In May 2018, I felt a large mass in my right breast while working out. Having a history of fibroadenomas (non-
cancerous tumors), I did not think much of it. A few weeks later I asked my primary to send me for an ultrasound. After seeing the look on the radiologist's face, I knew my life was about to change. After more testing, I was diagnosed with Stage 2b hormone positive breast cancer. I was 29.
Due to the size of my mass, my only option was a mastectomy. Wanting to reduce my risk of cancer in the left side, I decided to have a bilateral mastectomy. This was the hardest decision I have ever had to make. Knowing I will never be able to breastfeed my children is something that still sits with me daily. After my surgery, my pathology showed a chance of reccurence, so I am currently going through four rounds of chemotherapy. Since we would like to have a family one day, my husband and I chose to freeze embryos since treatment may make me infertile. Between losing my breasts and the possibility of not being able to have children, there are times I have felt inadequate as a woman. However, fertility preservation helped me feel empowered by taking control in a situation where there is little opportunity to feel in control of your life.

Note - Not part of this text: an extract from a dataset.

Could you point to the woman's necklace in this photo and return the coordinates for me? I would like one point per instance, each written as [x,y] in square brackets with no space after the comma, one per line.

Another way I have felt in control of this disease is through cold cap therapy, a scalp cooling system that you wear throughout chemotherapy infusions to prevent hair loss (think eight hour brain freeze). So far, I have had great success. I am three chemo treatments in and have barely lost any hair. When I found out I needed chemo, I did not think preventing hair loss was an option, and I found that my doctors and other women had never heard of cold cap therapy. I hope by bringing awareness, other women can feel more in control of the side effects of treatment as well.
I have one round of chemo, at least one reconstruction surgery, six weeks of radiation and ten years of hormone therapy still ahead of me. Cancer can be incredibly lonely. Once you hear your name and cancer together, you are different in a way that those close to you cannot fully comprehend. However, if you let people in to experience the pain with you, you'll see that you will never be alone. Cancer takes so much, but if you really look, you can see the gifts that it gives you as well. Hold on to these.
Cancer is a huge mental battle. You decide how you much power you want to give the disease. My best advice: Let yourself feel broken, but do not let it break you. Find power in your strength. It is still possible to experience joy in every day, you just have to be willing to look for it. I look forward to the day I am among the survivors of this disease, but until then I will keep smiling my way through the fight.